There is no doubt that you have more flexibility now I just have to make it work with big big files :-) any tips for me?
BTW with PDF files watch out that your multiple loads are true multiple loads and not failed loads.
Do you compare download kb with what it should be to verify that the PDF loaded correctly before you count it as a successful read?
I hate pdfs sorry.
Only google likes them I dont feel users do!
Yeah, I didn't think to check the desv3.0's IP, but when I did, it didn't really tell me much (see my resp. in that thread). It WASN'T checking my robots.txt file...

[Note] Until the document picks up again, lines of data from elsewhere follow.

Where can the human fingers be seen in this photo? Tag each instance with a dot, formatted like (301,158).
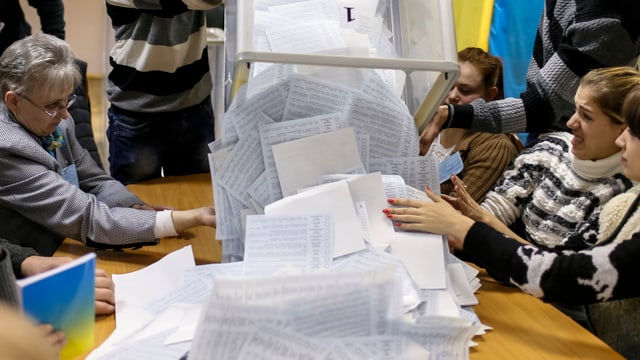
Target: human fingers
(104,293)
(55,338)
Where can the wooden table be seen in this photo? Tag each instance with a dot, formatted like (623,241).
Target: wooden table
(523,326)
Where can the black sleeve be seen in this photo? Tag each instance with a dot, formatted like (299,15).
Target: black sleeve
(51,13)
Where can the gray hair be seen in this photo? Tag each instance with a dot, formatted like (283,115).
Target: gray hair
(37,62)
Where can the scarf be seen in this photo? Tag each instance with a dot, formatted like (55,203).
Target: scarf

As for the big file problem, my logs are about 100 megs a month, too -- and growing. But instead of importing them, in Access you can select Get External Data > Link Tables, then select your log file, and it will bring up a "Link Text Wizard" that will allow you to control how it reads the file. Then, you can write a make-table query to filter for the kind of hits you want to analyze (humans, people outside your organization, no images, etc.) so you can have a smaller, more workable 'log file' to work with. In other words, you only import the hits (or rows) that you are really interested in. Once you do that first filter, the queries run much faster.
Good point about checking for failed downloads. I hadn't thought of it, and it's yet another reason I can't stand PDFs either. But it's what 'the people' want.

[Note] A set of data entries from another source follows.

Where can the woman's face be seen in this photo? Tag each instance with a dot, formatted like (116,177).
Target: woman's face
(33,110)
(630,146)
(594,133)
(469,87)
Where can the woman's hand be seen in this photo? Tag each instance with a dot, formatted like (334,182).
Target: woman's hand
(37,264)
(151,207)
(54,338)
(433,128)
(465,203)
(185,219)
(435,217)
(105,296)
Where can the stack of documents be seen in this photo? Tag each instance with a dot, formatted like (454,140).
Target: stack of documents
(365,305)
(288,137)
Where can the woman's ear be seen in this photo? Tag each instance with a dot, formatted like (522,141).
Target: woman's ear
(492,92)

Amazing how they zip up innit :-)
> instead of importing them, in Access you can select Get External Data Link Tables, then select your log file,
Indeed I use this for other things but had been importing logs. Thanks for that idea I have always got and loaded not linked.
I think I know what my problem is now, I tried linking with a 95mb log and failed but this was the time of windows virus attack which caused way way long url strings in an attempt to overcome the buffer (I am not techie enough to understand :-) but it sure affects the log files) anyhow I think the first few lines of the log are corrupted with these attacks and the access link wizard cannot sort them and then get to the rest of the data because the first lines are simply too long..
(PS Its not serious because we have urchin stats for this period)
Plus I have evidence in support of the theory because smaller logs from other times load or link rather no problem but contain these lines of Win attacks only within the file not at the start.
(BTW Unix server so no harm done)
> Good point about checking for failed downloads. I hadn't thought of it, and it's yet another reason I can't stand PDFs either. But it's what 'the people' want.
I checked a log file for a client who was raving about their pdf and found lots of examples of the same users trying 9 or more times to download one datasheet yet when I looked at the kb delivered they never got the full document.
Particularly a problem on that site because they link to pdf files as if they were an html page. People almost certainly expect to see the download bar and get at least something quickly .. with pdf they see a big chunk of time when nothing appears to happen at all while the reader is being spawned and the file loaded no download indication in the browser at all.
Mark A wrote:
> I tried linking with a 95mb log and failed but this
> was the time of windows virus attack which caused way way
> long url strings in an attempt to overcome the buffer
Yeah, that damn admin virus created some headaches. I cleansed my logs in Textpad by doing search/replace for the long url string in its hits with shorter 'slug' text. Then I had no problem linking to the log in Access. Only had to do this for the REALLY long strings.